Già alcuni neofreudiani come E. Fromm e Frida Fromm Reichmann (1950), avevano osservato come non fosse necessario infantilizzare ulteriormente il paziente più di quanto non agisse già la sua psicopatologia, dato che nel lavoro clinico notarono come i risultati positivi della terapia avvenissero indipendentemente dalla nevrosi di transfert indotta dall’analista. Dunque proprio l’analista convinto di stare operando in modo da osservare i fenomeni in modo distaccato e neutrale (come uno blank screen), in realtà sta creando artificialmente dei fenomeni (senza andarli poi ad analizzare) illudendosi che poi avvengano spontaneamente. In tale ottica, l’analista ritirato, evitante, eccessivamente silenzioso, provoca nel paziente una regressione iatrogena, non una riattivazione del passato. Ad esempio colpisce ancora leggere le pagine di Racker (1968) riferendosi alla deformazione che ha subito col tempo la tecnica freudiana: “(…) Freud interpreta continuamente, dando interpretazioni dettagliate e, a volte, molto estese (parlando, più o meno quanto il paziente) e che la seduta è un dialogo aperto. Coloro che collegano il concetto di ‘tecnica classica’ alla predominanza di un monologo da parte del paziente con poche e, in genere, brevi interpretazioni da parte dell’analista, dovranno concludere, come ho detto, che Freud da questo punto di vista, non era un ‘analista classico’.” (p. 35)


Curioso il fatto che tale rigore tecnico andò formandosi nonostante lo stesso Freud decise fin dapprincipio di non codificare regole da seguire meccanicamente (ma parlò piuttosto di “consigli”): era sua convinzione infatti che non si potevano prescrivere comportamenti standardizzati in quanto la situazione analitica era talmente variabile ed eterogenea che gran parte spettava alla personalità del singolo analista.


Dunque la concezione psicoanalitica classica che riteneva di riuscire a far emergere un transfert “incontaminato” sembra essere altrettanto errata alla concezione delle psicoterapie secondo le quali il transfert possa essere gestito, controllato e diretto solamente con l’uso di tecniche specifiche o di modificazioni al setting (i famosi “criteri estrinseci”). Il concetto che la situazione analitica appartenga totalmente al passato o al presente, è una mera astrazione, così come considerare la figura dell’analista solo come presenza tecnica, professionale (esclusa nella relazione reale) o solo come presenza umana (nelle sue qualità personali e d empatiche).


Riferimenti bibliografici:

Eissler K. (1953). Effetti della struttura dell’Io sulla tecnica analitica. In: Genovese, Setting e processo analitico, Raffaello Cortina Ed., 1988.

Freud S. (1922). Due voci di enciclopedia: “Psicoanalisi”. 1. Psicoanalisi. Opere, 9. Torino, Boringhieri, 1977.

Fromm-Reichmann F. (1950), Principi di psicoterapia. Feltrinelli, Milano, 1981.

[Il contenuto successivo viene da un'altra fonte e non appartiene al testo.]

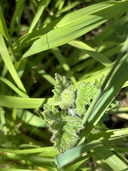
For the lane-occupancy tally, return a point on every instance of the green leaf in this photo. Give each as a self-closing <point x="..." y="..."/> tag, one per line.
<point x="65" y="128"/>
<point x="64" y="92"/>
<point x="85" y="93"/>
<point x="74" y="25"/>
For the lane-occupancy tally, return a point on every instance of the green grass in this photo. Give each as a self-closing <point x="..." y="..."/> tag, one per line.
<point x="81" y="40"/>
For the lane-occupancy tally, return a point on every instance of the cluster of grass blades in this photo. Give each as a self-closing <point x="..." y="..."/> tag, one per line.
<point x="81" y="40"/>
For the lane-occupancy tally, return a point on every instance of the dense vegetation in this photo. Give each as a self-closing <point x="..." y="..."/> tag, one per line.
<point x="60" y="61"/>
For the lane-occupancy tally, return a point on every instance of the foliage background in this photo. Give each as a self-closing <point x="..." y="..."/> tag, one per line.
<point x="39" y="39"/>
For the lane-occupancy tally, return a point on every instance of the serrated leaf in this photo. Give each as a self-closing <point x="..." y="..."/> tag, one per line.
<point x="64" y="92"/>
<point x="65" y="128"/>
<point x="67" y="134"/>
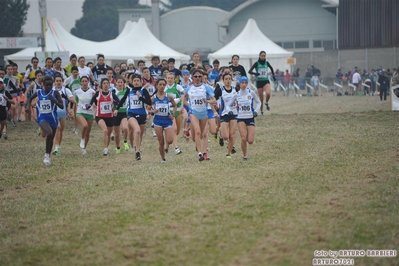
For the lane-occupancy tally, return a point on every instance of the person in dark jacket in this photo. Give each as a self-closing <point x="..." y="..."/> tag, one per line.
<point x="384" y="85"/>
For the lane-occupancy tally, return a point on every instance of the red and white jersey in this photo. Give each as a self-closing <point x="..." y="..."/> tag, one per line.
<point x="105" y="105"/>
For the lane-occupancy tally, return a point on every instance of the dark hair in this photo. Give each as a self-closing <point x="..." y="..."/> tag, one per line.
<point x="227" y="74"/>
<point x="102" y="81"/>
<point x="120" y="77"/>
<point x="158" y="80"/>
<point x="47" y="78"/>
<point x="163" y="69"/>
<point x="58" y="75"/>
<point x="196" y="70"/>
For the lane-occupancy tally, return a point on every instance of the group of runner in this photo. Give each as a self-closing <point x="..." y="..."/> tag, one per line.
<point x="121" y="99"/>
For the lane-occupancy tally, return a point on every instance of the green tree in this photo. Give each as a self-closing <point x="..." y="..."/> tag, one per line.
<point x="222" y="4"/>
<point x="100" y="19"/>
<point x="13" y="15"/>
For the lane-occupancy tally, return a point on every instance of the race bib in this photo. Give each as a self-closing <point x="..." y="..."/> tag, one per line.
<point x="106" y="107"/>
<point x="135" y="103"/>
<point x="197" y="103"/>
<point x="244" y="107"/>
<point x="151" y="89"/>
<point x="45" y="106"/>
<point x="163" y="109"/>
<point x="262" y="72"/>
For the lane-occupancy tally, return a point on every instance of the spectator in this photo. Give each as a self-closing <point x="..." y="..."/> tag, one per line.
<point x="338" y="77"/>
<point x="356" y="80"/>
<point x="287" y="81"/>
<point x="384" y="85"/>
<point x="315" y="84"/>
<point x="374" y="79"/>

Gill, M.M. (1982), Teoria e tecnica del transfert, Astrolabio, Roma, 1985

Glover E. (1955), La tecnica della psicoanalisi, Astrolabio, Roma, 1971.

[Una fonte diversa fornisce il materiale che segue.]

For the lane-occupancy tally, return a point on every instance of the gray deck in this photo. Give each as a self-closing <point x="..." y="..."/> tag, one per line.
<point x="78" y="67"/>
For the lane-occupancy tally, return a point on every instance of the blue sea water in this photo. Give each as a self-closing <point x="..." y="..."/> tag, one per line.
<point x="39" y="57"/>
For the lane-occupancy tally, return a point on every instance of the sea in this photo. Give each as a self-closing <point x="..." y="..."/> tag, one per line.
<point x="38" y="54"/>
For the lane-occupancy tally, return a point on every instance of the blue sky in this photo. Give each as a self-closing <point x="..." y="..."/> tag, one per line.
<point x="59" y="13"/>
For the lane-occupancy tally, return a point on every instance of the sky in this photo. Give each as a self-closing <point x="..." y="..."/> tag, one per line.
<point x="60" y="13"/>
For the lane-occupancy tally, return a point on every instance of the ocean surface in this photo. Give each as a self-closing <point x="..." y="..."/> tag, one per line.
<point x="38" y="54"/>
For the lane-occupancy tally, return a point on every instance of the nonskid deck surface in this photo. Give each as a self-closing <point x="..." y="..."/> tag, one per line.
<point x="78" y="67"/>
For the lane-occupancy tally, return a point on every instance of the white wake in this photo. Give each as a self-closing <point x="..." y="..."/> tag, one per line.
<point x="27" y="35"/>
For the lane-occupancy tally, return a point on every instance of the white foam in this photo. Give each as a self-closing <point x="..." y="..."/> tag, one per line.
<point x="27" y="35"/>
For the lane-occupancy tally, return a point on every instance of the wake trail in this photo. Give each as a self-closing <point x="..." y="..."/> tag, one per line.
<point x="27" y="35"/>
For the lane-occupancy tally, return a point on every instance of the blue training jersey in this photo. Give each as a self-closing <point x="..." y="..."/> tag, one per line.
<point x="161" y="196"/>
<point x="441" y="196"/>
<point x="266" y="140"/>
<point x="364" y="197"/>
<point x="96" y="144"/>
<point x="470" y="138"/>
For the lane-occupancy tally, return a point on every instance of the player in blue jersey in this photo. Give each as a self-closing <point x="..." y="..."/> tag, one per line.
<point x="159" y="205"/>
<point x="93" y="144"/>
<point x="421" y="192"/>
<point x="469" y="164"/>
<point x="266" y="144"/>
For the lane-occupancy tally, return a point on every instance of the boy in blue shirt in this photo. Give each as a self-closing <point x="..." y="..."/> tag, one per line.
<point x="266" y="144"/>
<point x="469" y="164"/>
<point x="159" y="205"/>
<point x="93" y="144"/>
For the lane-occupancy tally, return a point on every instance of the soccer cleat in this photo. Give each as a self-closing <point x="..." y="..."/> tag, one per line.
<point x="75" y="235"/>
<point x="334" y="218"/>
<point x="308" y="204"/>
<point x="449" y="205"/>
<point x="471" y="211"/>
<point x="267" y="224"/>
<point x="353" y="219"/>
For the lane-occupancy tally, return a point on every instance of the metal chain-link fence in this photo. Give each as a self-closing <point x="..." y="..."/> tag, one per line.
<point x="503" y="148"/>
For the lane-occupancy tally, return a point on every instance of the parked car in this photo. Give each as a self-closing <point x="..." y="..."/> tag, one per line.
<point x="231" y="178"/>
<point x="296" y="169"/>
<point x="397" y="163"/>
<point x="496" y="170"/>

Hoffman, I. (1998), Rituale e spontaneità nella situazione psicoanalitica. Astrolabio, Roma, 2000.

Macalpine (1950). Lo sviluppo della traslazione. In: Genovese, Setting e processo analitico, Raffaello Cortina Ed., 1988.

Migone P. (2010), Terapia psicoanalitica. Seminari. Milano: FancoAngeli, 2010.

Ogden T. (1982). L’identificazione proiettiva e la tecnica psicoterapeutica. Astrolabio, Roma. 1994.

Sandler J. (1976). Controtransfert e risonanza di ruolo. In Alberella e Donadio, Il Controtransfert, Liguori, Napoli 1986.